Elements of the painting reflect specific elements of the principles Reynolds propounded in the 17 discourses that form the book of which the cover is illustration. Reynolds, whose aesthetic was formed during his time in Rome studying, principally, Michelangelo and Raphael, enjoined the Royal Academy students to learn from the old masters, as the three men are doing in Wright’s picture.
Repeatedly, throughout the discourses, Reynolds stressed that Nature was to be the students’ guide in everything: nature, that is, in its perfection, spoilt not by the imperfections that time brings. In a portrait, for example, a sitter should be depicted in his or her ideal form, without individuating imperfections – without “warts and all”.
This principle is reflected in the three “persons” examination of the anatomical perfection and pose of the Gladiator, which one of them, presumably Wright, has drawn as an exercise to be compared with the original – its truth to the sculpture being a reflection of the sculpture’s truth to nature.

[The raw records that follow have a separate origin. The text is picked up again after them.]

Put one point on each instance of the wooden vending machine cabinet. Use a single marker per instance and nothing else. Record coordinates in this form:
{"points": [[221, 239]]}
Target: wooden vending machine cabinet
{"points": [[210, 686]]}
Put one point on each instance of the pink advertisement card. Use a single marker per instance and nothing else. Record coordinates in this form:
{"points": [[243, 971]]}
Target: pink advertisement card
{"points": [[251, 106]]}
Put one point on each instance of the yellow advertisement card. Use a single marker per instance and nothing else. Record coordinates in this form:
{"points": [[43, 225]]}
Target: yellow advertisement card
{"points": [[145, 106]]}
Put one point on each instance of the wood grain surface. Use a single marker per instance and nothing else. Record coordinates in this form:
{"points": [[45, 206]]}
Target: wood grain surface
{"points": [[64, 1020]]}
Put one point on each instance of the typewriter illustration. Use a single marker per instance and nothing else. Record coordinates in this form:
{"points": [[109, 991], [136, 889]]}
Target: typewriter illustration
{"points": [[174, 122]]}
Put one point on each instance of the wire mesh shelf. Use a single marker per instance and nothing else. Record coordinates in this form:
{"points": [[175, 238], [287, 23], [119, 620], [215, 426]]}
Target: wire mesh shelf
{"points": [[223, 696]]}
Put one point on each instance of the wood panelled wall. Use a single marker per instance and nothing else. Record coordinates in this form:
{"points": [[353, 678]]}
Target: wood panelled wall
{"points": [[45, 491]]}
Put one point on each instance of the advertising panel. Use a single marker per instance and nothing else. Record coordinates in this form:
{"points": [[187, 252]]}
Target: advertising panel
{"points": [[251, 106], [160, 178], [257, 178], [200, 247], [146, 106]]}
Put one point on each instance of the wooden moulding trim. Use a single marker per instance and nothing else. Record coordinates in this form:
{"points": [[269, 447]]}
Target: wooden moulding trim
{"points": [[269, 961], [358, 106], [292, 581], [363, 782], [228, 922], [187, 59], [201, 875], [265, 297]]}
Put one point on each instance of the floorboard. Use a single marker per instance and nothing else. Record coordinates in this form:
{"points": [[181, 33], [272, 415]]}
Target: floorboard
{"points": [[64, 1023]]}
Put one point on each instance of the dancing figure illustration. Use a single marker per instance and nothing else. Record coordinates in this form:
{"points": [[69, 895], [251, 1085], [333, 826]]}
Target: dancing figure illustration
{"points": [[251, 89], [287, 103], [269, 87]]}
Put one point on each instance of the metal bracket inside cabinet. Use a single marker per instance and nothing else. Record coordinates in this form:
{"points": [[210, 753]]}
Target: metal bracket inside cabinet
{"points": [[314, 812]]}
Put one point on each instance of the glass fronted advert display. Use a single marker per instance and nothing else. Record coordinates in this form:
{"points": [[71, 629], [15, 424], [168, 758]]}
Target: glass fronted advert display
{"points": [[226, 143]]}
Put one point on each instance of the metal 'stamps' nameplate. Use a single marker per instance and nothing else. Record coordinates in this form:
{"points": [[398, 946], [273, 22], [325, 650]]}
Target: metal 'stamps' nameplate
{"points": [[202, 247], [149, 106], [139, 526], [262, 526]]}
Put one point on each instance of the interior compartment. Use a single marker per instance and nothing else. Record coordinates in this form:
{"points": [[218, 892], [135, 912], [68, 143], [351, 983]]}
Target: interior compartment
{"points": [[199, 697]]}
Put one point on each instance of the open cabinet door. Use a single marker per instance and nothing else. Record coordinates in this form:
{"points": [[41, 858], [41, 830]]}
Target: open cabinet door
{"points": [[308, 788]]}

The size, placement and the highlighting of the Wright figure in the composition makes it a self-portrait, though one in a setting additional to the usual self-portrait genre. In his Discourses, Reynolds placed the portrait genre second in importance to history painting. However, he did allow that a portrait could be elevated in the hierarchy of genres by it being placed in an historical setting. The self-portrait in the Wright work is thus elevated to history painting level by the allegorical dimension of its context. Of course, the designer of the Penguin book may not have had this connection in mind, but the connection can be made nevertheless.
Three Persons Viewing the Gladiator by Candlelight was an important milestone in Wright’s career. As one of his early candlelight pictures, it established him, when it was exhibited in London at the Society of Artists Exhibition in 1765, as an oil painter of considerable note in the world of English art.
Another Self-portrait by Wright, from around the same period, can be seen in the collection of the National Gallery of Victoria.